Students should take some time to explore

Tax forms are due, Chicago may soon be able to boast an underwater city and tuition hikes are becoming a reality. With all the bad news around, it’s hard to believe there is still good in the world.

As I’ve said before, a lot of things in this area scare me. The giant Shamen statue that looks to me like a man with maracas wearing a deer head on Somonauk Road in Sycamore, the fact that the nearest mall is about 40 minutes away, the lack of a Dunkin‘ Donuts anywhere in town and most recently the strange Easter phenomenon of people hanging those plastic Easter eggs on strings from trees. Point being?

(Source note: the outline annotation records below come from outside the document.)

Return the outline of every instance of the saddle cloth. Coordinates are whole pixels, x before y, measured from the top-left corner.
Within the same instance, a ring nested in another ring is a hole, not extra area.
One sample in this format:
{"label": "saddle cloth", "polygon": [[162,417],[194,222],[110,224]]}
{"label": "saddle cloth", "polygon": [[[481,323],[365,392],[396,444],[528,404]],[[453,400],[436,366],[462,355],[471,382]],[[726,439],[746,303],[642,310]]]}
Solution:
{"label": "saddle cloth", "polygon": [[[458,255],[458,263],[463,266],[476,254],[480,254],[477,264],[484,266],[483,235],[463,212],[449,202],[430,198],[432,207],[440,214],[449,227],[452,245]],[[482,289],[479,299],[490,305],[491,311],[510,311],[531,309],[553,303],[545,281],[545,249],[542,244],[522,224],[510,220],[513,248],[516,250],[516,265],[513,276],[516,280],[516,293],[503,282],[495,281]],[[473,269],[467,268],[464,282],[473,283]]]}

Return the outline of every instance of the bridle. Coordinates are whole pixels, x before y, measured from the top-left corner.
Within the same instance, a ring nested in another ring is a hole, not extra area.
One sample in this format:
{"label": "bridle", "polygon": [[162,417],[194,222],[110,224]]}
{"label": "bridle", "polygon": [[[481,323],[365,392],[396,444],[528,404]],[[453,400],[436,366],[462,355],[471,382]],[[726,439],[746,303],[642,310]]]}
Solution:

However, there are still potentially humbling experiences out there. While trying to find the UPS place in East Bumble, DeKalb, my friends and I got mysteriously lost. And here I was thinking that as long as you kept taking right turns anywhere in DeKalb, you’d eventually end up on a numbered street and could deduce a way to return safely back to campus.

Amongst the outer limits, we had only the sweet smell of corn field fertilizers in the spring to guide us back. Eventually, we spotted a man pulling out of some sort of side road tractor trailer machinery place, in (big surprise part) a pickup truck.

After asking the old man for directions, he answered with a big smile and a “It’s the second left. Follow me, I’m going that way!”

Not only did he wait until traffic had cleared enough for us to both get out, but he went a step further.

Eventually there was a car between us, and though it wasn’t difficult to tell where we needed to turn, he actually pulled over and heartily pointed to where we were suppose to go.

After countless times of being given the wrong directions in big cities, this seemed unreal. We laughed out of shock at how stereotyped this was, like next thing you know he’d go home and sit in a rocker on his front porch while they installed a Veryfine juice machine across the street at the town’s one gas station that doubles as the country store.

In times when driving to downtown Chicago has become a challenge more than just a routine and I’m happy if the same car doesn’t cut me off more than once, it’s strange to encounter people that don’t mind taking the time to help out.

Yes, I am obviously a suburbanite not used to the country life, and I realize not everyone in small cities is a country bumpkin. It’s sad, really. I admit I didn’t even know what or where the Quad Cities were until meeting my little marketing buddy Babette. As much as I rip on DeKalb, though not retracting anything previously said, the old man made me realize living here can have a good effect.

There’s a discovery factor here. In DeKalb you can see things like signs for night crawlers, flying corn cobs as far as the eye can see and movie theaters that have prices under the new and improved $7.00 charge we have at home.

After talking about this to a few people, it was scary. Most of the people I talked to never ventured out around town. They only knew how to get from campus to Interstate 88 and to the bars of downtown DeKalb. The point is, it’s like the old saying about taking time out to stop and smell the roses. It’s worth it to get out and take it all in, even if roses aren’t exactly what you smell.